Die Inflation im Euroraum lag im April bei 7,5 Prozent (AFP/PHILIPPE HUGUEN) (PHILIPPE HUGUEN)

EZB-Direktorin Isabel Schnabel hält es angesichts der hohen Inflation im Euro-Raum für erforderlich, den Kurs in der Geldpolitik rasch anzupassen. "Jetzt reicht es nicht mehr zu reden, wir müssen handeln", sagte sie dem "Handelsblatt" vom Mittwoch. "Aus heutiger Sicht halte ich eine Zinserhöhung im Juli für möglich." Zuvor sollten die Nettozukäufe von Anleihen eingestellt werden, voraussichtlich Ende Juni.

Zuletzt hatte die Europäische Zentralbank (EZB) im Jahr 2011 die Zinsen im Euro-Raum angehoben, diesen Schritt aber kurze Zeit später wieder korrigiert. In anderen Ländern wie den USA oder Großbritannien haben die Notenbanken die Zinsen in diesem Jahr bereits erhöht. Grund ist der weltweite Anstieg der Inflation. Im Euro-Raum erreichte sie im April ein Rekordhoch von 7,5 Prozent.

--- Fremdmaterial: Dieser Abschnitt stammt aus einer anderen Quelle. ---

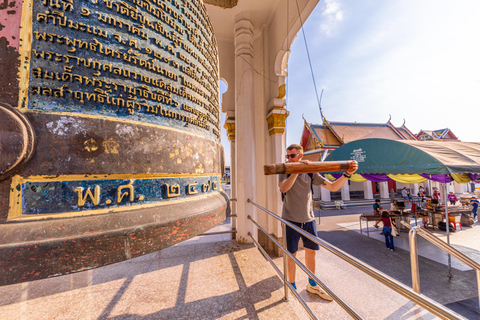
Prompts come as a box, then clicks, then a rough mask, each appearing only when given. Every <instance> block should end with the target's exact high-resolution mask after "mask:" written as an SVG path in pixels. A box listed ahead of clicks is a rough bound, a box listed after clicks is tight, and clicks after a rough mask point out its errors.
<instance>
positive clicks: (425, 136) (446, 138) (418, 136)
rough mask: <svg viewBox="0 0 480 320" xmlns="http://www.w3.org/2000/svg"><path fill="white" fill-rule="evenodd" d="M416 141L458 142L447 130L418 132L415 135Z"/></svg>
mask: <svg viewBox="0 0 480 320" xmlns="http://www.w3.org/2000/svg"><path fill="white" fill-rule="evenodd" d="M416 137H417V139H418V140H434V141H440V140H447V141H460V140H459V139H458V138H457V136H456V135H455V134H454V133H453V132H452V131H451V130H450V129H449V128H445V129H438V130H420V132H419V133H417V135H416Z"/></svg>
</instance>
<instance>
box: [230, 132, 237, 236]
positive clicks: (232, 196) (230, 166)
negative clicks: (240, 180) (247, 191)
mask: <svg viewBox="0 0 480 320" xmlns="http://www.w3.org/2000/svg"><path fill="white" fill-rule="evenodd" d="M236 173H237V168H236V166H235V140H233V141H230V192H231V194H232V195H231V198H232V199H236V198H237V178H236ZM230 208H231V210H232V215H236V214H237V201H230ZM237 219H238V218H234V217H232V218H231V219H230V223H231V226H232V231H233V230H237V221H238V220H237ZM236 238H237V236H236V234H234V233H232V239H236Z"/></svg>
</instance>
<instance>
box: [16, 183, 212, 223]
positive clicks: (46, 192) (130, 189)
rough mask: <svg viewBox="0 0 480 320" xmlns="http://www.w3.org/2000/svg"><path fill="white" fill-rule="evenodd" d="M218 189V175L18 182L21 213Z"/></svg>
mask: <svg viewBox="0 0 480 320" xmlns="http://www.w3.org/2000/svg"><path fill="white" fill-rule="evenodd" d="M219 189H220V178H219V177H218V176H211V177H186V178H164V179H119V180H86V181H50V182H48V181H45V182H30V181H26V182H24V183H23V184H22V212H23V215H37V214H52V213H67V212H81V211H86V210H97V209H108V208H117V207H125V206H136V205H142V204H152V203H160V202H165V201H172V200H181V199H190V198H192V197H198V196H202V195H207V194H211V193H213V192H216V191H218V190H219Z"/></svg>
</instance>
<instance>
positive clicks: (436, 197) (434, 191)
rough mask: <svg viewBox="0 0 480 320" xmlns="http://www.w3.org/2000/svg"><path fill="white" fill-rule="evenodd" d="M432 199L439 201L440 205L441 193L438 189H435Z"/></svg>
mask: <svg viewBox="0 0 480 320" xmlns="http://www.w3.org/2000/svg"><path fill="white" fill-rule="evenodd" d="M432 199H435V200H438V203H440V192H439V191H438V189H437V188H433V195H432Z"/></svg>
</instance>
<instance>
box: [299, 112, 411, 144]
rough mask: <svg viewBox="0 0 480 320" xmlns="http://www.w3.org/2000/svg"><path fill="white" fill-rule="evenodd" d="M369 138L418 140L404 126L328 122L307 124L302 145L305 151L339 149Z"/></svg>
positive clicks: (406, 127)
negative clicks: (348, 143)
mask: <svg viewBox="0 0 480 320" xmlns="http://www.w3.org/2000/svg"><path fill="white" fill-rule="evenodd" d="M368 138H382V139H390V140H417V137H416V135H415V134H413V133H412V132H411V131H410V130H409V129H408V128H407V127H406V126H405V124H403V125H402V126H401V127H396V126H394V125H393V124H392V123H391V122H390V121H388V122H387V123H358V122H335V121H327V120H326V119H325V121H324V123H323V124H321V125H319V124H311V123H310V124H309V123H307V122H305V128H304V131H303V135H302V139H301V144H302V146H303V148H304V149H305V151H310V150H313V149H319V148H327V149H332V148H337V147H339V146H341V145H343V144H345V143H348V142H351V141H355V140H359V139H368Z"/></svg>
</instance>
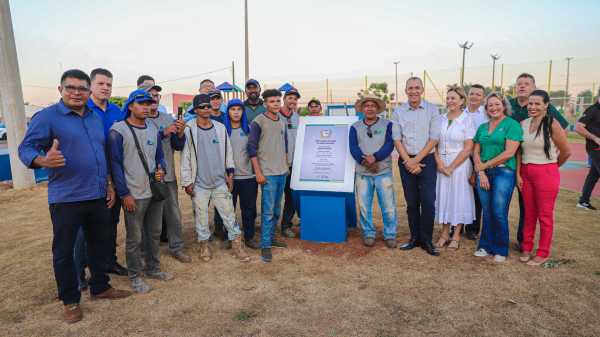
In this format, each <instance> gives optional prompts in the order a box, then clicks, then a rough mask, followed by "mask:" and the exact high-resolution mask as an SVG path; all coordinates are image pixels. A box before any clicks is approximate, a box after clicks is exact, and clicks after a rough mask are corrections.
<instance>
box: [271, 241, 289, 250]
mask: <svg viewBox="0 0 600 337" xmlns="http://www.w3.org/2000/svg"><path fill="white" fill-rule="evenodd" d="M271 246H272V247H278V248H287V243H285V242H283V241H279V240H276V239H273V241H271Z"/></svg>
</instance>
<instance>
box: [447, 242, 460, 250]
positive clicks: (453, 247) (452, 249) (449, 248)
mask: <svg viewBox="0 0 600 337" xmlns="http://www.w3.org/2000/svg"><path fill="white" fill-rule="evenodd" d="M448 248H449V249H452V250H458V249H459V248H460V241H459V240H450V244H449V245H448Z"/></svg>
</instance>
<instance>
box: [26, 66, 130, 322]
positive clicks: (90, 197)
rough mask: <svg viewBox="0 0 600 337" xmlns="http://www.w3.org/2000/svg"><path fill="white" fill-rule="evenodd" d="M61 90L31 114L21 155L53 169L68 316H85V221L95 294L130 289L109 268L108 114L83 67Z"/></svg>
mask: <svg viewBox="0 0 600 337" xmlns="http://www.w3.org/2000/svg"><path fill="white" fill-rule="evenodd" d="M58 90H59V92H60V94H61V96H62V99H61V100H60V102H58V103H57V104H54V105H51V106H49V107H47V108H46V109H43V110H41V111H39V112H38V113H37V114H35V115H34V116H33V118H32V119H31V123H30V124H29V127H28V129H27V132H26V134H25V138H24V139H23V142H22V143H21V144H20V145H19V158H20V159H21V161H22V162H23V163H24V164H25V165H26V166H27V167H30V168H32V169H33V168H40V167H44V168H47V169H48V177H49V182H48V203H49V205H50V207H49V208H50V217H51V219H52V227H53V233H54V238H53V241H52V260H53V265H54V276H55V278H56V285H57V287H58V297H59V298H60V300H61V301H62V302H63V304H64V319H65V321H66V322H68V323H74V322H77V321H79V320H81V319H82V317H83V314H82V311H81V308H80V306H79V301H80V298H81V293H80V291H79V288H78V278H77V277H78V275H77V273H76V272H75V264H74V262H73V246H74V244H75V237H76V234H77V232H78V230H79V228H80V227H83V233H84V236H85V240H86V242H87V248H88V251H87V253H88V257H89V267H90V271H91V274H92V275H91V276H92V277H91V279H90V293H91V296H92V298H93V299H102V298H106V299H117V298H123V297H127V296H129V295H131V292H129V291H123V290H117V289H114V288H112V287H111V286H110V284H109V277H108V275H107V274H106V261H107V260H108V255H109V252H108V250H107V247H109V246H110V245H109V240H110V229H109V228H108V227H107V226H106V223H107V222H108V218H109V216H110V212H109V208H108V205H107V202H106V200H107V193H108V191H109V189H108V180H109V174H108V166H107V159H106V154H105V153H106V152H105V136H104V132H103V127H102V119H101V118H100V117H99V116H98V115H96V114H94V113H93V112H91V111H90V110H89V108H87V106H86V101H87V100H88V97H89V92H90V78H89V76H88V75H87V74H86V73H84V72H83V71H81V70H77V69H74V70H68V71H66V72H65V73H64V74H63V75H62V77H61V81H60V86H59V87H58Z"/></svg>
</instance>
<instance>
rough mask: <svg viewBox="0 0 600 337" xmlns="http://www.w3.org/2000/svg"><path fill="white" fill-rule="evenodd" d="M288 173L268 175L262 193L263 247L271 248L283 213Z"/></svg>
mask: <svg viewBox="0 0 600 337" xmlns="http://www.w3.org/2000/svg"><path fill="white" fill-rule="evenodd" d="M286 176H287V174H282V175H277V176H266V178H267V182H266V183H265V184H264V185H263V186H262V189H261V190H262V194H261V200H260V204H261V242H260V247H261V248H271V241H272V240H273V236H274V235H275V228H276V227H277V222H278V221H279V216H280V215H281V198H282V197H283V190H284V189H285V179H286Z"/></svg>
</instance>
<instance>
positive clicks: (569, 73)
mask: <svg viewBox="0 0 600 337" xmlns="http://www.w3.org/2000/svg"><path fill="white" fill-rule="evenodd" d="M572 59H573V58H572V57H567V58H566V60H567V83H566V84H565V100H564V103H563V108H564V107H565V106H567V100H568V99H569V76H570V75H571V60H572ZM592 96H593V93H592Z"/></svg>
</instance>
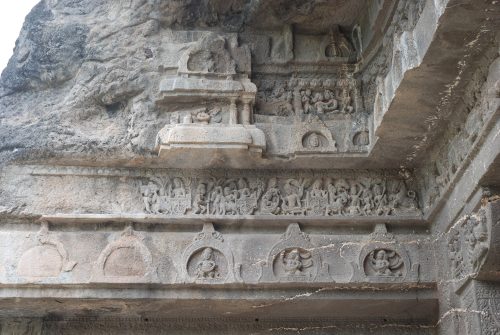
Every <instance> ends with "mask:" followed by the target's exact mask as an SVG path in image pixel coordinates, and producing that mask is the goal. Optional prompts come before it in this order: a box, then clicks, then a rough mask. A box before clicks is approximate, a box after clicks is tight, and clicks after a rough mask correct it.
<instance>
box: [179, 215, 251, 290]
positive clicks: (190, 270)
mask: <svg viewBox="0 0 500 335" xmlns="http://www.w3.org/2000/svg"><path fill="white" fill-rule="evenodd" d="M181 276H182V278H181V282H183V283H198V284H217V283H219V284H225V283H234V282H242V279H241V264H236V265H235V263H234V257H233V252H232V250H231V248H230V246H229V245H228V243H227V242H225V241H224V237H223V236H222V234H221V233H219V232H217V231H215V229H214V226H213V224H211V223H205V224H204V225H203V230H202V231H201V232H200V233H198V234H196V236H195V238H194V240H193V242H192V243H191V244H190V245H189V246H188V247H187V248H186V249H185V250H184V252H183V254H182V271H181Z"/></svg>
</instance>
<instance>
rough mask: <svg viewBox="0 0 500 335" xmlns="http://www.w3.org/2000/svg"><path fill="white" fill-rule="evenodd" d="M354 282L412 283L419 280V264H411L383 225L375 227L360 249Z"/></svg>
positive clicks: (403, 248)
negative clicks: (367, 281) (417, 280)
mask: <svg viewBox="0 0 500 335" xmlns="http://www.w3.org/2000/svg"><path fill="white" fill-rule="evenodd" d="M353 266H354V268H356V269H357V271H355V277H354V280H360V281H365V280H367V281H370V282H376V283H383V282H402V281H405V282H414V281H417V280H418V278H419V273H418V272H419V264H418V263H412V262H411V260H410V257H409V254H408V252H407V251H406V250H405V248H404V246H403V245H401V244H400V243H398V242H397V241H396V240H395V238H394V236H393V235H392V234H389V233H387V230H386V227H385V225H383V224H380V225H377V226H376V227H375V230H374V232H373V233H372V234H371V235H370V238H369V240H368V241H367V243H366V244H365V245H364V246H363V247H362V249H361V252H360V254H359V260H358V264H357V266H356V265H355V264H353Z"/></svg>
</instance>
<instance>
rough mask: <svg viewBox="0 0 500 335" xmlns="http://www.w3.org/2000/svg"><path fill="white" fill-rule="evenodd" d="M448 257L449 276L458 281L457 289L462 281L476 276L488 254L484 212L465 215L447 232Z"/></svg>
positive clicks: (485, 222)
mask: <svg viewBox="0 0 500 335" xmlns="http://www.w3.org/2000/svg"><path fill="white" fill-rule="evenodd" d="M448 236H449V237H448V255H449V261H450V265H451V275H452V277H453V278H454V279H456V280H458V282H456V283H457V289H458V288H459V287H460V286H461V285H463V282H464V280H467V279H468V278H470V277H475V276H477V272H478V271H479V268H480V266H481V264H482V262H483V261H484V258H485V255H486V253H487V252H488V248H489V243H488V236H489V235H488V228H487V225H486V214H485V210H484V209H481V210H480V211H479V212H478V213H477V214H473V215H466V216H464V217H462V218H461V219H460V220H458V221H457V223H455V225H453V227H452V228H450V230H449V232H448Z"/></svg>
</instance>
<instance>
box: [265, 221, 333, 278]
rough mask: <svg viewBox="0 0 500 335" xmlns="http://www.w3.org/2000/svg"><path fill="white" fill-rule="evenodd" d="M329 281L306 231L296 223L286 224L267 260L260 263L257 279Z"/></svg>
mask: <svg viewBox="0 0 500 335" xmlns="http://www.w3.org/2000/svg"><path fill="white" fill-rule="evenodd" d="M315 280H320V281H323V280H327V281H329V280H331V279H330V278H329V275H328V266H327V265H326V264H323V263H322V261H321V255H320V253H319V252H318V251H317V250H316V249H315V247H314V245H313V244H312V243H311V241H310V237H309V235H308V234H306V233H304V232H302V231H301V230H300V227H299V225H298V224H296V223H292V224H290V225H289V226H288V228H287V230H286V232H285V234H283V235H282V236H281V240H280V241H279V242H278V243H276V244H275V245H274V246H273V248H272V249H271V250H270V252H269V256H268V258H267V262H266V263H265V264H263V265H262V275H261V278H260V279H259V281H260V282H273V281H280V282H290V281H315Z"/></svg>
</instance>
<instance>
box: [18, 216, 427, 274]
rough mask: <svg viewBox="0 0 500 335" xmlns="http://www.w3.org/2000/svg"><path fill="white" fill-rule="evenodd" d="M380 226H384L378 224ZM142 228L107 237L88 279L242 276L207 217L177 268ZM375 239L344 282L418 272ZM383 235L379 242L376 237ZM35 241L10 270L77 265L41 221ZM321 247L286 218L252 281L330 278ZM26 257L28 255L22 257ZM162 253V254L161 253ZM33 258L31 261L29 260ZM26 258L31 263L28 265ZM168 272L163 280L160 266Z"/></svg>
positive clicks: (222, 239) (388, 234)
mask: <svg viewBox="0 0 500 335" xmlns="http://www.w3.org/2000/svg"><path fill="white" fill-rule="evenodd" d="M384 227H385V226H384ZM143 240H144V238H143V236H142V233H140V232H137V231H134V230H133V229H132V228H131V227H130V226H129V227H127V228H126V229H125V230H124V231H123V232H122V233H121V234H120V236H119V237H118V238H116V239H115V240H114V241H112V242H109V243H108V245H107V246H106V247H105V248H104V249H103V250H102V251H101V252H100V255H99V257H98V259H97V260H96V261H95V262H94V265H93V270H92V274H91V278H90V282H109V283H141V282H172V283H188V282H192V283H227V282H234V283H238V282H243V281H244V280H243V279H242V274H243V273H242V269H243V266H242V264H237V263H235V260H234V257H233V252H232V248H231V245H230V244H229V243H227V241H225V240H224V236H223V235H222V234H221V233H219V232H217V231H216V230H215V229H214V226H213V225H212V224H211V223H207V224H205V225H204V227H203V230H202V231H201V232H199V233H197V234H196V235H195V237H194V239H193V240H192V242H191V243H190V244H189V245H188V246H187V248H185V249H184V251H183V253H182V257H181V264H182V266H181V268H178V267H176V266H174V265H173V262H172V261H171V260H170V259H168V262H167V263H168V264H169V265H168V268H167V269H164V268H163V269H160V266H159V264H158V261H157V260H154V257H153V255H152V253H151V251H150V249H149V248H148V247H147V246H146V244H144V242H143ZM375 240H376V241H377V242H373V243H366V244H365V245H364V246H363V247H362V249H361V251H360V253H359V261H358V262H351V264H350V265H351V266H352V269H353V273H352V276H351V279H350V280H349V281H350V282H361V281H375V282H405V281H409V282H413V281H416V280H417V278H418V264H417V263H414V264H411V263H410V258H409V256H408V253H407V252H406V250H405V249H404V248H403V246H402V245H400V244H399V243H396V242H395V241H394V237H393V236H392V235H391V234H387V233H386V232H385V233H383V234H382V235H380V234H379V235H377V238H376V239H375ZM383 240H385V242H381V241H383ZM35 244H36V245H33V246H31V248H29V249H27V250H25V251H24V253H23V254H22V256H21V258H20V260H19V262H18V264H17V269H16V271H17V273H16V275H17V276H19V277H21V278H26V279H29V280H33V279H39V280H44V279H45V280H47V279H50V278H54V279H57V280H59V279H61V278H62V277H61V275H63V276H66V277H67V274H68V273H69V272H71V271H73V268H74V267H75V266H76V265H77V263H76V262H74V261H72V260H70V258H69V256H68V252H67V251H66V249H65V247H64V245H63V243H62V242H61V241H60V240H59V239H58V238H57V237H56V235H55V234H54V233H52V232H49V230H48V224H47V223H43V224H42V229H41V230H40V231H39V232H38V234H37V242H36V243H35ZM321 249H322V248H321V247H317V246H315V245H314V244H313V243H312V242H311V240H310V237H309V235H308V234H306V233H304V232H303V231H301V229H300V227H299V225H298V224H296V223H294V224H290V225H289V226H288V228H287V230H286V232H285V233H284V234H283V235H282V236H281V237H280V239H279V240H278V242H277V243H275V244H274V246H273V247H272V248H271V249H270V251H269V253H268V256H267V259H266V261H264V262H262V264H261V265H260V269H259V272H260V274H259V276H258V278H257V279H256V281H255V282H300V281H305V282H313V281H318V282H332V281H335V280H333V278H332V277H331V276H330V275H329V265H328V264H327V263H325V262H323V259H324V258H325V256H324V254H323V253H322V251H321ZM28 258H29V259H28ZM167 258H168V257H167ZM35 263H36V264H35ZM30 264H31V265H30ZM163 270H165V271H167V272H170V274H174V276H175V278H172V277H170V279H168V280H165V277H163V276H162V274H161V273H160V271H163Z"/></svg>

Der Preisanstieg beschränke sich nicht nur auf Energie und Lebensmittel, sagte Schnabel der Zeitung. "Wir sehen eine Verbreiterung des Inflationsdrucks." Es stehe außer Zweifel, dass höhere Lohnforderungen kommen würden, wenn die Inflation längere Zeit hoch bleibe. "Wir müssen verhindern, dass sich die hohe Inflation in den Erwartungen festsetzt", betonte Schnabel.

Noch würden sich Löhne und Preise nicht gegenseitig hochschaukeln. Geldpolitik müsse aber vorausschauend handeln. "Wir dürfen nicht erst reagieren, wenn eine Lohn-Preis-Spirale bereits in Gang gekommen ist."